Only about 600 miles to go for a Lakewood man determined to take the same voyage down the Mississippi River that Marquette and Joliet took more than 300 years ago.
Ray Christie is doing so in a solar-powered boat and has tracked his progress at www.calypsol.com.
After being tested in Crystal Lake and leaving Chicago in June of last year, the boat is now docked in Memphis, Tenn., where it likely will remain until late May or June of next year. That's when Christie hopes to begin the final leg of the journey.
The goal is to reach New Orleans, just as Marquette and Joliet did in birch bark canoes during the 17th century, traveling down a route known in history as the "French Corridor."
"It's just been a beautiful adventure," said Christie, who has returned to his Lakewood home.
"We should arrive in New Orleans by the end of June next year," he said.
To create the boat and support the adventure, Christie co-founded the CalpySol Group with his friend, Larry Kozak of Algonquin. The Torqeedo motor support team in Crystal Lake served as their biggest sponsor.

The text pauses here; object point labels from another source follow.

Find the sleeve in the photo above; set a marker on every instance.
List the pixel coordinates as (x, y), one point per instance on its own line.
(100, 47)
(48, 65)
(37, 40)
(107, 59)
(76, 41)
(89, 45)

The two named the boat they built, a high tech solar power 22-foot trimaran, the CalpySol.
While Christie journeyed down the river with various friends and co-navigators this past year, Kozak provided support back home as Christie checked in or encountered any troubles on the route.
Along the way, Christie and his co-navigators camped or stayed in hotels, docking the boat along the river.
His latest co-navigator, Jean Villard, had to return to his hometown of Switzerland this month. Others along the way have included John Lynn, Serge Kaslin and Max Johnson.
Christie hopes to firm up future co-navigators for the last leg of the journey.
"It's going to be longer than expected," he said. "The problem is not the boat. It's just I don't find people who can spend a few months with me on the river."
Still, he said, having already covered about 750 miles, he's bound to complete the adventure.
Along the way, he said, he encountered some scares in high, choppy waters. Stretches of the Mississippi were dotted with lumber and other elements left over from damage due to flooding, tornadoes and other storms, he said.
Some motor damage in Cairo, Illl, delayed the trip, as well, he said.
During the first part of the journey, which Christie undertook upon retiring, the nature and animals, such as birds, snakes and such really caught his attention.
"This year, it's been meeting the people, all the wonderful people," he said.
That includes many who helped him along the way, such as those in Cairo who helped him retrieve and fix the boat after the motor broke down.
"Those are real American people, people we don't know enough about in the media, the hard-working people, the farmers, the townspeople and how they dedicated themselves to helping us," Christie said.